SV: We use WGS primarily for genetic target validation. However, we are often able to identify a potential target from the functional nonDNA data generated from our proteomics or gene expression studies. To validate it, we go to the WGS data and look at the gene that encodes that protein or receptor. We then identify the variants within that gene and look for LOF variants associated with the biomarker and phenotype of the disease. We used that approach in identifying the NASH target.
Q: How did you select your omics analysis partners?
SV: When we founded G3, we had two options. One was to buy all the equipment and perform omics measurements in our own lab, or outsource everything to best-in-class providers. After we completed our due diligence, it was clear that the right answer was to outsource.
We selected Illumina FastTrack Sequencing Services to be our WGS service provider. In my previous academic career, I used the iScan System and Infinium genotyping arrays to perform GWAS for cardiovascular disease. I knew that Illumina products were reliable and accurate and that the company provided good support. We believe that accurate WGS provides a significant incremental value over genotyping and whole-exome sequencing.
I had worked successfully with Expression Analysis/IQVIA prior to founding G3. We chose it to perform the other omics studies, some of which are with Illumina products. For example, Expression Analysis is performing RNA- and microRNA-Seq on the HiSeq 4000 System and DNA methylation analysis on the Human Methylation 450K BeadChip.
"The panomic approach accelerates the current time- and cost-intensive process of identifying and validating genetic variants."
Q: What are the next steps for G3?
SV: We’re excited to see what the next few years bring.

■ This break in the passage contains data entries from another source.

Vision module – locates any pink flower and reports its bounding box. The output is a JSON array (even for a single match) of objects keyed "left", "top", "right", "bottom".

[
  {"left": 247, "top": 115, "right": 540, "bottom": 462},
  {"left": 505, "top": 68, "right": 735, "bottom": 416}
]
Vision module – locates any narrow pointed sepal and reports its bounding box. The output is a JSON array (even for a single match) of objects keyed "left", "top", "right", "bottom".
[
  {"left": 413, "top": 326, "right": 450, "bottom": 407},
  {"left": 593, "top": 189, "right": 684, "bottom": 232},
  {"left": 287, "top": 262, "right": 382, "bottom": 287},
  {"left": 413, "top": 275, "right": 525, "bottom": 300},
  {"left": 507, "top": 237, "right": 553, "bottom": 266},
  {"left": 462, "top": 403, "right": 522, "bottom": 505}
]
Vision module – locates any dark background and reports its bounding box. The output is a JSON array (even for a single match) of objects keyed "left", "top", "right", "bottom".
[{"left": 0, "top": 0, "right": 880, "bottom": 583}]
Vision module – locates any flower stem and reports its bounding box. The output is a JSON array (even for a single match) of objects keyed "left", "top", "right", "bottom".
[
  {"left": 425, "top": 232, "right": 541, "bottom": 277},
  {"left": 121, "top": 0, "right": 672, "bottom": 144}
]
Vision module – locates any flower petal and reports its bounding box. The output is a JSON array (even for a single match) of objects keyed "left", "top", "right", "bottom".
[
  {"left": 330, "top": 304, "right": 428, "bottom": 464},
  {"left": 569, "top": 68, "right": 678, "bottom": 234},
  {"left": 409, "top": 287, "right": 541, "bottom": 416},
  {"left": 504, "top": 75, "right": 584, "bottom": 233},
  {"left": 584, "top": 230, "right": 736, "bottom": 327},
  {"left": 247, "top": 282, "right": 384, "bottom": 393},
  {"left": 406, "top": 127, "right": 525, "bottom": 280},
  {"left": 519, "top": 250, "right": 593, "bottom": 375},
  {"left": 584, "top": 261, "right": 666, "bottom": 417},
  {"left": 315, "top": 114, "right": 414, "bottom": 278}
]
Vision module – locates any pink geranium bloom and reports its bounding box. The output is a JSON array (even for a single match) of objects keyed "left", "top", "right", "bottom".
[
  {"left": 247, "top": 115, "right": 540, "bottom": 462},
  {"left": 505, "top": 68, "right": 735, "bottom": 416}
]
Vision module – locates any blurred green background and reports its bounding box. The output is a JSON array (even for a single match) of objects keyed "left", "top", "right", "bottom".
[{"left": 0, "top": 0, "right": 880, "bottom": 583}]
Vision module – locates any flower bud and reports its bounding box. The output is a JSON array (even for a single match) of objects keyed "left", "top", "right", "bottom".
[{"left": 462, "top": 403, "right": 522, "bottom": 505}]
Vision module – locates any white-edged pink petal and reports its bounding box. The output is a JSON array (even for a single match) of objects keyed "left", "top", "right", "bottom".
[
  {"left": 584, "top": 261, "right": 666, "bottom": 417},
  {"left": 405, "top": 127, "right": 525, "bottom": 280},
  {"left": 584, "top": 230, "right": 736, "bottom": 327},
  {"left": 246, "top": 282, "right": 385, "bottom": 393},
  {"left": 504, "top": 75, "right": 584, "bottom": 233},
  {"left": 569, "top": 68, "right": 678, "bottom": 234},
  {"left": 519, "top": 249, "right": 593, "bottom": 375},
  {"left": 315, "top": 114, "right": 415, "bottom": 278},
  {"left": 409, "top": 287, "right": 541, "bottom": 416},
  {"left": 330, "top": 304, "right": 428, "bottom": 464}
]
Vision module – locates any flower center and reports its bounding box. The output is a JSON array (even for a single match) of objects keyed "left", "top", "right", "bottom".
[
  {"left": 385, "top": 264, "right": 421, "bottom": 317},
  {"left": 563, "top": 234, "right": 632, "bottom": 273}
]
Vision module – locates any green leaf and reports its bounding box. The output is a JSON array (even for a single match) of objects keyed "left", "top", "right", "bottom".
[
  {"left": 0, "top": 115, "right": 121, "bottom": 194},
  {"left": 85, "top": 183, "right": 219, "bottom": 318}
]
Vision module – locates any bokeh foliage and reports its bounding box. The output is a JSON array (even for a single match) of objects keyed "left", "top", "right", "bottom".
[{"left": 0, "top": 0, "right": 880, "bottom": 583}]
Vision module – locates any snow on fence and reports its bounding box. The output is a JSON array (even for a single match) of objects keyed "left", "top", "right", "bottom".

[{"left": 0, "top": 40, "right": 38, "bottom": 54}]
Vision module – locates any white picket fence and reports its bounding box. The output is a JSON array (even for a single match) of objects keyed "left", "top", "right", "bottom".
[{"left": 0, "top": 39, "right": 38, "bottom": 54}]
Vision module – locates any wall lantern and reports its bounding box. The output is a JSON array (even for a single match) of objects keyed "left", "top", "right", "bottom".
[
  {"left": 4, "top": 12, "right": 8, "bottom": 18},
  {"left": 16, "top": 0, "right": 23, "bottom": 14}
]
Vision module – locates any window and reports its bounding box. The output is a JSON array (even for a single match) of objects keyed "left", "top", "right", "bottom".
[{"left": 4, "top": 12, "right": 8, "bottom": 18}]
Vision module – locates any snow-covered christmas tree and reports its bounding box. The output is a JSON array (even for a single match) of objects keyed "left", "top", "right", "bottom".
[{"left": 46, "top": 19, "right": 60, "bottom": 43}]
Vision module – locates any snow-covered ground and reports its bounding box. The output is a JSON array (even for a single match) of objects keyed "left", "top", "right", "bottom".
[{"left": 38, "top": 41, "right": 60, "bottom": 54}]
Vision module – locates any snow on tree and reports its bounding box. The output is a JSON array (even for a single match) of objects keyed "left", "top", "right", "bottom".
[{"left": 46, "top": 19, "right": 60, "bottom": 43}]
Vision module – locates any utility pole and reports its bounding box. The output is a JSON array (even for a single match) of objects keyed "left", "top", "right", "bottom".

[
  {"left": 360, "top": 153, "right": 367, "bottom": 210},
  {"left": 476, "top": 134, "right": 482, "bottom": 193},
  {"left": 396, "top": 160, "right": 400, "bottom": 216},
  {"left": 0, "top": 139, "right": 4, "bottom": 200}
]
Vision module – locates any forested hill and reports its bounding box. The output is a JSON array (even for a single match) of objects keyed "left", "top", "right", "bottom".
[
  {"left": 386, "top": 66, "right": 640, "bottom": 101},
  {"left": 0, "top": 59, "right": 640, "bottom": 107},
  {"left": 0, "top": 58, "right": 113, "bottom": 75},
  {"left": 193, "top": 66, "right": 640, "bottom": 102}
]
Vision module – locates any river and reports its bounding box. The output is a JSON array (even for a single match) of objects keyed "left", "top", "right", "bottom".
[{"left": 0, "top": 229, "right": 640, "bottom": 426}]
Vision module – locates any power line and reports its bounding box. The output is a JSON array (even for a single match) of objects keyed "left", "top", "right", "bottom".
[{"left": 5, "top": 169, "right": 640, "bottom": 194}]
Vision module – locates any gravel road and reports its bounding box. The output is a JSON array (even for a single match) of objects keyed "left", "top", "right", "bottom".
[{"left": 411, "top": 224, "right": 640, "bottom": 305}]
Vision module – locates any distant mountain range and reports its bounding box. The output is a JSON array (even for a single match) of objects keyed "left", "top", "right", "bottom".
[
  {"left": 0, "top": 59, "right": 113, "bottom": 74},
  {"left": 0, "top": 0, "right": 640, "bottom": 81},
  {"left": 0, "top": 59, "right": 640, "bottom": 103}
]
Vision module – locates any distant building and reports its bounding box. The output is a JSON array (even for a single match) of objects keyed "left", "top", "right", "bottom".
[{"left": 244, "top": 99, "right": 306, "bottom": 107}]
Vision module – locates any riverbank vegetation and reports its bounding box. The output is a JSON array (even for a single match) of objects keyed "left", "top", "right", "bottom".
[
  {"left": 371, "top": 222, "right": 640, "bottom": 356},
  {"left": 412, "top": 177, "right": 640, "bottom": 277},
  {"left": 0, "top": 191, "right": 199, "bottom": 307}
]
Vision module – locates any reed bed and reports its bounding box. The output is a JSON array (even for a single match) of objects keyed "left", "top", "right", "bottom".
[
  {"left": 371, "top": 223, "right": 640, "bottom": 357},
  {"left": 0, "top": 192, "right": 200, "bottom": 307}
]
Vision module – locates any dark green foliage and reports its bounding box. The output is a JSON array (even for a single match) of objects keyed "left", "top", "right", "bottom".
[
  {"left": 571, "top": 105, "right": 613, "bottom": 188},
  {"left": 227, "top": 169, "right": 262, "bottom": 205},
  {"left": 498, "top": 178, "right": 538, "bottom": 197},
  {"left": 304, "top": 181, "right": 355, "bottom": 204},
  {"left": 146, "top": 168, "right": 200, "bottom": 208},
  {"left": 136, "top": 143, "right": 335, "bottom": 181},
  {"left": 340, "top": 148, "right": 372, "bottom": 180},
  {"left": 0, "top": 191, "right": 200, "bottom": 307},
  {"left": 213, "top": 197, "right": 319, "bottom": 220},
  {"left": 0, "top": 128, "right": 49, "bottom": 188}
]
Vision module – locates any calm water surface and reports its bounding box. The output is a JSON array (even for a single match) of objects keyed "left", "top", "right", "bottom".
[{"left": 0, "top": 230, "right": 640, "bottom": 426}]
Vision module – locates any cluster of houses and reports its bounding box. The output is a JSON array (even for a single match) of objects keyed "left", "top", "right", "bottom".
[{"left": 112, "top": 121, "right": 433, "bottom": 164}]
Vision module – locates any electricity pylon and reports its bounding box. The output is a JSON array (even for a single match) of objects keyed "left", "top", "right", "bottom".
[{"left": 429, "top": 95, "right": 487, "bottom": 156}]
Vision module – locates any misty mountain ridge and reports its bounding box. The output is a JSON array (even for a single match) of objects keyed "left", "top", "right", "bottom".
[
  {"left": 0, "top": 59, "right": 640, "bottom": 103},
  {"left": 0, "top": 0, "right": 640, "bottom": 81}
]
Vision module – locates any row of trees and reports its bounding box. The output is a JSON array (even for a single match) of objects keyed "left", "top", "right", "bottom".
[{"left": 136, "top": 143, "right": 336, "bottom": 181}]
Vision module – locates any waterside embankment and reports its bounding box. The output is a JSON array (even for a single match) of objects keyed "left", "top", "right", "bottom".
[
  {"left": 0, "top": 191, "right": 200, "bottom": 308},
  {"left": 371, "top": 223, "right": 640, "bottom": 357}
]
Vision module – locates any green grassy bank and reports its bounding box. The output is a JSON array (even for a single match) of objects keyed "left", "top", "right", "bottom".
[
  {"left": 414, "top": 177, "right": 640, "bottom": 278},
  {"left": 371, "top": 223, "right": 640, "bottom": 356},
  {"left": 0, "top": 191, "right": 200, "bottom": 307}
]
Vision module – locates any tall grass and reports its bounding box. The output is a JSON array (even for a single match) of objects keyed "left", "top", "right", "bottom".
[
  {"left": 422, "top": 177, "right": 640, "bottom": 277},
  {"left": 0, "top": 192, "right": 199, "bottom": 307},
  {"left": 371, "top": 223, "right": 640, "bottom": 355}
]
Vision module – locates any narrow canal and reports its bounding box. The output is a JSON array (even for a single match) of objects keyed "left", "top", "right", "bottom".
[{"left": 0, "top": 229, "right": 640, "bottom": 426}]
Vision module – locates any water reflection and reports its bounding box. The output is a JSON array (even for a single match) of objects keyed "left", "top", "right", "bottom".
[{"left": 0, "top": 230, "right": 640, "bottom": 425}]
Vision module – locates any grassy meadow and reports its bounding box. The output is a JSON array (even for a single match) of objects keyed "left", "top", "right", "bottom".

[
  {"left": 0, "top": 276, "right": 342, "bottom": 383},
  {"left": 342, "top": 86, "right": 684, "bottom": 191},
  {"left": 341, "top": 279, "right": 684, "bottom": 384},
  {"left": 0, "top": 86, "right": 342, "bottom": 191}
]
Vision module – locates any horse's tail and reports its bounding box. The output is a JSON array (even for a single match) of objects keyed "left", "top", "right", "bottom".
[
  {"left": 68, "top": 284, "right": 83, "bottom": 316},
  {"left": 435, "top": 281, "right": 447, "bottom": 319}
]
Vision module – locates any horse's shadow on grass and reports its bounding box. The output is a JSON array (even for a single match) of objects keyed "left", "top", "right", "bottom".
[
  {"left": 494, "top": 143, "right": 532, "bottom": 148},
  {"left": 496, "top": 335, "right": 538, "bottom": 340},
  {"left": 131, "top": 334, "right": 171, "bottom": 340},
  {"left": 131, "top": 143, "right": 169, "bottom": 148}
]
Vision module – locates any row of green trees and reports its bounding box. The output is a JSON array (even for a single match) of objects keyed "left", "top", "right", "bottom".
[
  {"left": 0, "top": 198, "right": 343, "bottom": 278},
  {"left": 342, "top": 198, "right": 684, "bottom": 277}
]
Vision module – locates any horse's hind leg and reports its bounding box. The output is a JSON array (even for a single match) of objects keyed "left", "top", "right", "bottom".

Just seven years into this journey, we have blood tests coming to market and several drug targets in development. Now that we’ve demonstrated the value of our panomics approach in cardiovascular, cardiometabolic, and liver disease, we’d like to apply it to other disease states. Alzheimer’s disease is of particular interest. It is a multifactorial, multigenic common chronic disease and will require quantitative precision phenotyping, coupled with our panomics approach. We’re seeking partners to study Alzheimer’s disease and other dementias. We would like to take the same approach and apply it to neurodegenerative and musculoskeletal diseases. We would eventually like to initiate projects in oncology as well.
Q: How could the G3 approach impact health care?
SV: The 1990s and early 2000s were an era of population-based, guideline-driven medicine. We hope our approach is instrumental in transitioning to a molecular profile—driven, individualized approach. Our vision is that when physicians walk into an exam room in the future, our approach will enable them to review the patient’s profile and molecular fingerprint, and prescribe a personalized therapy for the patient sitting across from them.